Hachiya J, Haradome H
Department of Radiology, Kyorin University School of Medicine.
Nihon Rinsho. 1998 Nov;56(11):2747-54.
Endoscopic retrograde cholangiopancreatography (ERCP) is regarded as the diagnostic procedure of decision for abnormalities of the biliary and pancreatic ducts. However, ERCP is unsuccessful in 3-10% cases and is also associated with a 1-5% risk of producer-induced pancreatitis and other complications. MR cholangiography (MRCP) has recently developed as a noninvasive examination for evaluation of pancreaticobiliary diseases. Heavily T2-weighted fat-suppressed sequences are used to obtain these images. On MRCP, static fluid, such as bile or pancreatic juice represents hyperintense without injection of contrast medium. Therefore, MRCP could be examined in almost all patients including as infant or the patients of post reconstruction of gastrointestinal tract without any complication. In this paper, I described the several utilities and outlooks of MRCP as a noninvasive technique through the representative clinical applications.
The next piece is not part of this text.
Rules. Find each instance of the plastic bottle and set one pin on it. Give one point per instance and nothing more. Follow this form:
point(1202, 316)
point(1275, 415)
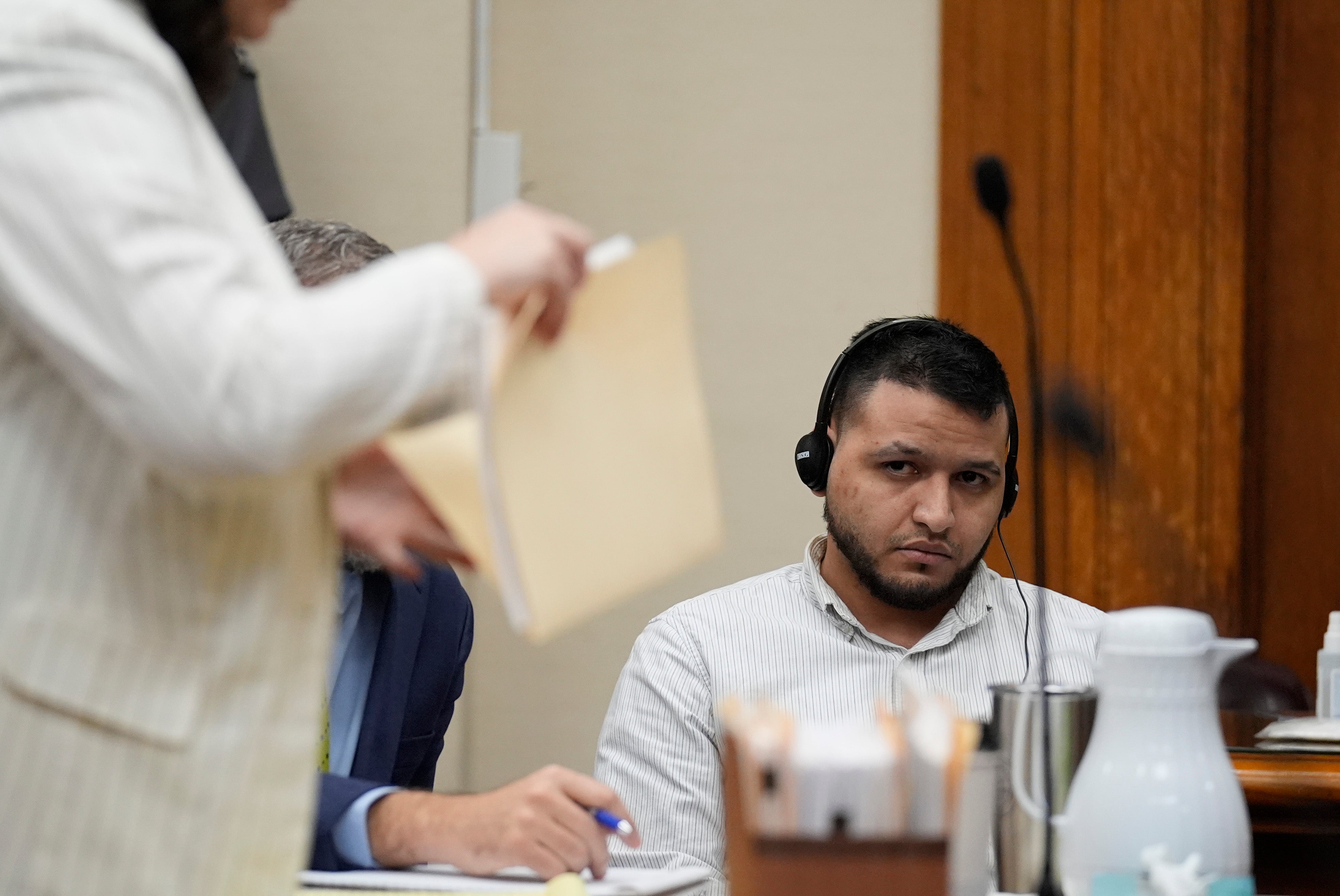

内镜逆行胰胆管造影术(ERCP)被视为诊断胆管和胰管异常的决定性检查方法。然而,ERCP在3% - 10%的病例中不成功,并且还伴有1% - 5%的医源性胰腺炎风险及其他并发症。磁共振胰胆管造影(MRCP)最近已发展成为一种用于评估胰胆疾病的非侵入性检查。通过使用重T2加权脂肪抑制序列来获取这些图像。在MRCP上,诸如胆汁或胰液等静态液体在未注射造影剂的情况下表现为高信号。因此,几乎所有患者,包括婴儿或胃肠道重建术后的患者都可以进行MRCP检查,且无任何并发症。在本文中,我通过典型的临床应用描述了MRCP作为一种非侵入性技术的多种用途和前景。